IT is still not known when the cause of the crash that killed a Red Arrows pilot in Bournemouth will be revealed.

At the start of this year the Ministry of Defence said it was likely to be April or May before the Service Inquiry into the death of Flt Lt Jon Egging, 33, would be concluded following the crash at Throop last August.

With that time frame long passed, the MOD yesterday said there had been no updates regarding the inquiry.

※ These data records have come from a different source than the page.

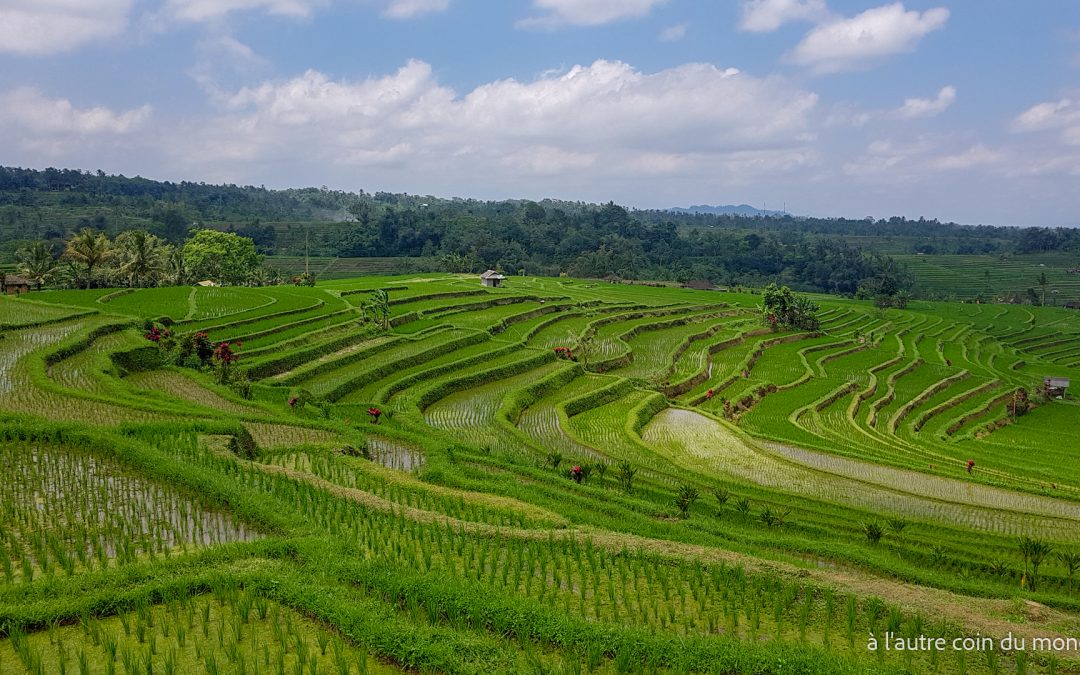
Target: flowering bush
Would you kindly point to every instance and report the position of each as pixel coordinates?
(157, 334)
(225, 355)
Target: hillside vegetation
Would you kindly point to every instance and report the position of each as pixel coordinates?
(415, 473)
(337, 234)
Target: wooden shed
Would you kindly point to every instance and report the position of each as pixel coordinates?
(13, 285)
(1055, 387)
(491, 279)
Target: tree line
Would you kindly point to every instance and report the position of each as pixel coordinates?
(137, 258)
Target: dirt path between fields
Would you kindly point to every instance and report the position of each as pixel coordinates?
(986, 617)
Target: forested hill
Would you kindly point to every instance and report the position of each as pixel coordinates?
(541, 238)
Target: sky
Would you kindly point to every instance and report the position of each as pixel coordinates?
(963, 110)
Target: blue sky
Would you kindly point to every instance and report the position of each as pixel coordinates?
(958, 109)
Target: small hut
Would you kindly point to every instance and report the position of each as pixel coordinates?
(491, 279)
(699, 284)
(1055, 387)
(13, 285)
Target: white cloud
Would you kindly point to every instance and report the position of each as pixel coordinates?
(412, 9)
(971, 158)
(928, 107)
(856, 42)
(36, 27)
(31, 111)
(210, 10)
(768, 15)
(597, 122)
(586, 12)
(1064, 113)
(887, 161)
(221, 59)
(674, 34)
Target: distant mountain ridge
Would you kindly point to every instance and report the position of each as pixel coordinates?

Once it is completed and the cause of the fatal crash determined, an inquest into the pilot’s death will be held.

Flt Lt Egging’s Hawk jet came down shortly after the team had displayed at Bournemouth Air Festival.

Terry Trevett, chairman of Bournemouth Red Arrows Association, said: “They’ve got a job to do and it is being done extremely thoroughly so that if there are lessons to be learned from the event then the RAF in particular will be paying very close attention.”

The Service Inquiry Panel is being led by a RAF Wing Commander, who acts as President.

He is being assisted by an aviation engineer from the Army and an experienced RAF Hawk pilot, the type of aircraft that the Red Arrows use.

The inquiry is also being helped by the Military Air Accident Investigation Branch, which was deployed to the scene immediately after the accident to collect and preserve evidence.

The aim of the inquiry is “to establish the cause of the accident through a thorough investigation and to make recommendations to prevent recurrence”.

In the wake of Flt Lt Egging’s death, the people of Bournemouth were united in their grief and tributes, leaving masses of flowers at the town hall and writing in books of condolence.

A memorial sculpture is being planned for Bournemouth’s East Cliff.

The Red Arrows were shaken again last November when Flt Lt Sean Cunningham, 35, lost his life after the seat of his jet ejected while it was on the ground at the team’s home base, RAF Scampton, in Lincolnshire.